Hughes has built a team in the image of himself as a player – uncompromising and yet capable of moments of awe-inspiring genius. A kick to the bollocks followed by a sumptuous overhead volley. Who doesn’t like that? Xherdan Shaqiri, Ibrahim Afellay, Marko Arnautovic and Bojan all started Stoke’s recent victory over Manchester United; thank you, Mr Hughes.
5) Quique Sanchez Flores (Watford)
The Hornets have amassed more Premier League points in 2015 than Aston Villa; just think about that for a second. And this despite breaking every supposed rule for survival in our supposedly unforgiving top flight – bringing in a whole raft of foreign players and a manager with no experience of English football. Quique who? He’s no Sam Allardyce. Thank f***.
Flores is quiet, understated and clearly believes in hard work over imagination, creating a solid, English-style 4-4-2 in which discipline and organisation rule over flair. He calls Troy Deeney the “soul of the team”, but Flores himself is the brain. He came, he thought and, so far, he has conquered.
4) Mauricio Pochettino (Tottenham)
Just eight games lost in the whole of 2015 – a record that should embarrass both Louis van Gaal and Jose Mourinho, whose resources dwarf those afforded to Pochettino. The Argentine has shed expensive mistakes while improving a Spurs side with youth at its core. This is a Tottenham side built on energy and endeavour rather than the usual precarious quicksand.
From seventh as 2014 clicked into 2015 to an unlikely title challenge as 2015 gives way to 2016, Pochettino has delivered whilst remaining under budget in a way that Arsene Wenger must admire. Been there, done that, didn’t buy the t-shirt because stadiums have to be paid for.
3) Claudio Ranieri (Leicester)
Some may raise eyebrows at Ranieri – delivering the unlikeliest of title challenges with the unlikeliest of squads – being below Arsene Wenger in this list, but this is an award for 2015. Ranieri has done half a brilliant job, but it is nevertheless still only half a job. The plaudits still come with caveats.
For now though, sod the caveats: Ranieri has been simply phenomenal. He has developed a low-possession, high-energy counter-attacking style that perfectly suits the personnel he inherited, while adding understated solidity in N’Golo Kante and Christian Fuchs. Dismissed as a joke by some journalists ahead of the season, we would like to think the Italian has been p***ing himself laughing at what has ensued.

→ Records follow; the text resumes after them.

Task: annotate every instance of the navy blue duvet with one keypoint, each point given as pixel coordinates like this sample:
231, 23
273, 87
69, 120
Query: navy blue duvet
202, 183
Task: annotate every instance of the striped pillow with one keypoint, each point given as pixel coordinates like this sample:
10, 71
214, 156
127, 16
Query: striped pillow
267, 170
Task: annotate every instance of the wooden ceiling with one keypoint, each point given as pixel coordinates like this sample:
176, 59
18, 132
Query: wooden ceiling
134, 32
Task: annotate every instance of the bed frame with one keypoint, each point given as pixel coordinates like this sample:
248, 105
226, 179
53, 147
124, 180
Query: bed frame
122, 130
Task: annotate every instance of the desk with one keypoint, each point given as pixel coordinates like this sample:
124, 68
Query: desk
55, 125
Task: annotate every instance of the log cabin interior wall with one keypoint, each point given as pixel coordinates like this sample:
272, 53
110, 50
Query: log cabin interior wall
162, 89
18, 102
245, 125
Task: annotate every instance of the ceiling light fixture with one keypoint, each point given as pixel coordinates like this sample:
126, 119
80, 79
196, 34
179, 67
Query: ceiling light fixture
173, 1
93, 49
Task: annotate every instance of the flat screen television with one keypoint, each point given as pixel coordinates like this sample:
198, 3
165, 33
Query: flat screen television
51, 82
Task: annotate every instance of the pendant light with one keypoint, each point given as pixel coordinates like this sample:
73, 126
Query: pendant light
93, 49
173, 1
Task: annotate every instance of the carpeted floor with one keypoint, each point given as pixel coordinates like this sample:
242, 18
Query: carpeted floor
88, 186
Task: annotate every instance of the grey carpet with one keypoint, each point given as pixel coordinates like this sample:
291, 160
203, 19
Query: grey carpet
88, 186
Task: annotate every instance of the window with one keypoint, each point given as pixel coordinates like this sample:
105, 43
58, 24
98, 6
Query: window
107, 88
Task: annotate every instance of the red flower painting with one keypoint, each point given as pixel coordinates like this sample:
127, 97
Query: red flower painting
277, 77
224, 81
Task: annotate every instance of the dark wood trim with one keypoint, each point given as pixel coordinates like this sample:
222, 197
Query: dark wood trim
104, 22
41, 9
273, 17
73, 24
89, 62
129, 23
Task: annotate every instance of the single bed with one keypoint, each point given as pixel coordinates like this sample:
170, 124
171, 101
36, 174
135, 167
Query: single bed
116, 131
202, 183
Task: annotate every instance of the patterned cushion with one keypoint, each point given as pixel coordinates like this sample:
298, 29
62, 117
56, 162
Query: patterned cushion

2) Arsene Wenger (Arsenal)
Wenger topped this list in 2013, failed to feature at all in 2014 and then sits high in 2015; that pretty much sums up Arsenal under Arsene Wenger, winning alternate calendar league tables while their rivals stubbornly concentrate on that overrated August-May timeframe.
But this list is not the place for recriminations – we are here to judge a calendar year and Arsenal have delivered more points, while conceding fewer goals, than any of their peers. It has undoubtedly been the year when Wenger has learned how to win games in a different way (2-0 at Manchester City in January felt like a watershed moment) but it has also been the year in which they have continued to lose games in the usual way (see Boxing Day v Southampton). It was ever thus.
1) Alan Pardew (Crystal Palace)
Only Arsenal and Manchester City have won more Premier League games than Crystal Palace in 2015. Leicester’s remarkable rise has taken attention away from an equally astonishing story in which Pardew is cast as the not-reluctant-at-all hero. He may be unbearably smug, but on this occasion his smugness is more than justified.
He left a loveless marriage in Newcastle for his south London soulmate and the honeymoon has lasted a whole year. From the relegation zone to the top five. From likeable yo-yo club to solid Premier League outfit. From signing Jordan Mutch to signing Yohan Cabaye. Congratulations Chunky, you have been bloody brilliant.